We are committed to providing transparent pricing so that our patients can make informed decisions about their health care. The prices shown here are for the most common services provided at the Clinic.
Use the estimated pricing as a guide when planning your upcoming visit, but please be assured that no patient will be denied service due to inability to pay.
The Summit Community Care Clinic makes no guarantee on the accuracy of the pricing information provided by this website. A final bill for services may differ substantially from the information provided by this website, and the Summit Community Care Clinic shall not be liable for any inaccuracies.

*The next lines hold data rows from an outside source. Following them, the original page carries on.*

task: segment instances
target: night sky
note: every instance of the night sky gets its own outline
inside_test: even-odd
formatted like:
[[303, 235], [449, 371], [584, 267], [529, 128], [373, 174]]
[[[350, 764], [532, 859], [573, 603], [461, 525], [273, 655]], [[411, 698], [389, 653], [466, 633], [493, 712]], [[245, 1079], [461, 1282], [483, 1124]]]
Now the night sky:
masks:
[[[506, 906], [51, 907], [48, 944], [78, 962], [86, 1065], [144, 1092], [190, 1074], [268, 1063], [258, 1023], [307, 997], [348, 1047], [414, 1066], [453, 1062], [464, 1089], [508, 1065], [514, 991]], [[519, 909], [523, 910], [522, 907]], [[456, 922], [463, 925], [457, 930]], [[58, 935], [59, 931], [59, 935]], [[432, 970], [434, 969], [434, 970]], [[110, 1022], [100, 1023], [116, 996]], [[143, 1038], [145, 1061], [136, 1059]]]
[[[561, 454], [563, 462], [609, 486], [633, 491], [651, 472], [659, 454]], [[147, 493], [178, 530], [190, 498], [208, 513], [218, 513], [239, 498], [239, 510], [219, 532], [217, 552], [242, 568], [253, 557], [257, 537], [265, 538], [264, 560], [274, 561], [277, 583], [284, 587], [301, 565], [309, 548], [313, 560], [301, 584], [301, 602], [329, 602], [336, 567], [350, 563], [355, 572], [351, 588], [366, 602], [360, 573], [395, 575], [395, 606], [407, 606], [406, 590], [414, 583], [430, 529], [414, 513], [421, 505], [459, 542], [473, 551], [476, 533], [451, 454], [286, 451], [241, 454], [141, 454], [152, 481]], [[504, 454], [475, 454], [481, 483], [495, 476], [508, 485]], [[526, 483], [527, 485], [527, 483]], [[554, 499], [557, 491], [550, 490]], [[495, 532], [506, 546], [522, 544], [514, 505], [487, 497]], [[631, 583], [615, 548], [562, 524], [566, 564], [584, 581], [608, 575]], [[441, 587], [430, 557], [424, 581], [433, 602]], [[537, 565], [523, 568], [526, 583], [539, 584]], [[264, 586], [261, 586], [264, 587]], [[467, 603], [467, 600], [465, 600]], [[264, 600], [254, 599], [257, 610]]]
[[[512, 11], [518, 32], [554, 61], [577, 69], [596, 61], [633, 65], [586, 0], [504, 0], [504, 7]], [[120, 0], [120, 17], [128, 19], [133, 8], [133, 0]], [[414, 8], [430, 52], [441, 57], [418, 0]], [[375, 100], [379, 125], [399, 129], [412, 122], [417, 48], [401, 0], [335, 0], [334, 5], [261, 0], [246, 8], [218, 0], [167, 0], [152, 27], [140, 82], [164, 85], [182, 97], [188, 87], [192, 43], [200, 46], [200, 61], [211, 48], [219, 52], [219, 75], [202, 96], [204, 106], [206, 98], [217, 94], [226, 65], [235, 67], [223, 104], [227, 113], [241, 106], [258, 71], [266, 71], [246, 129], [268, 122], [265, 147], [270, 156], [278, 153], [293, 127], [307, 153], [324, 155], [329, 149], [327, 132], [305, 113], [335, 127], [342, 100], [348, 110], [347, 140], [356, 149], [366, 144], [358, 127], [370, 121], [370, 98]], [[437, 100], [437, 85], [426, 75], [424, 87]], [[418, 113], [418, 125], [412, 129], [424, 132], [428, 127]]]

Payments listed are estimated gross charges, meaning the full price before any insurance payments are applied. Prices are the same for all patients, but final charges will vary depending on negotiated health insurance provider costs, individual insurance plans and patient’s benefit plan.
If you are uninsured or under-insured you will not be denied care. Please continue reading for more information about our Sliding Scale Fees.
For Patients Without Health Insurance
During the eligibility process, our eligibility technician will review your income and place you on our sliding fee scale accordingly. Fees are accrued based on the care you receive, and so it is difficult for us to know how much your charges will be before your appointment. We can only give you estimates of costs. We ask that you pay your entire bill at the end of each visit, however we are willing to work with patients on payment plans. We want our patients to receive the care they need and maintain health regardless of their ability to pay at the time of their visit.
The Sliding Fee Scale is based on the Federal Poverty Guidelines. Patients are assigned a Fee Code based on income. SLIDING SCALE FEE CODES
Patient fees slide from the UCR charge or “full fee”. Patients in Fee Code 1 receive a nominal fee of $10 for services that are in-scope for Federally Qualified Health Center. These services include comprehensive primary care services, behavioral health and substance abuse services, and preventative and emergent dental services such examinations, cleanings, fillings and extractions.
Patients in Fee Code 2 receive services for discounts up to 60%. Fee Code 3 is discounted by 50%, Fee Code 4 is discounted by 40%, and Fee Code 5 is discounted by 30%. These discounts apply for the majority of services with the exception of certain laboratory services from outside of the clinic and medications that are assigned a fee based on cost to the clinic.
To learn more about how the Care Clinic’s fees are determined for medical, behavioral and dental visits, you can view the following documents.
For Patients with Medicaid or CHP+
You will be expected to pay any copays or fees required by Medicaid or CHP+ at time of service. If you receive services that are not covered by Medicaid or CHP+, you will be expected to pay the full fee for those services.
For Patients with Medicare
You will be expected to pay any copays or fees required by Medicare at time of service. If you have a Medicare supplemental insurance, please bring that information with you to your appointment. You will be asked to sign an APN form acknowledging that you will pay for all services that are not covered by Medicare.
For Patients with Private Insurance
You will need to pay your copay at time of service. We will bill your insurance, and then you as the patient will need to cover any remaining fees that your insurance did not cover. We will send you a bill with your balance after your visit, and require that you pay that within 30 days.
No patient will be denied service due to inability to pay.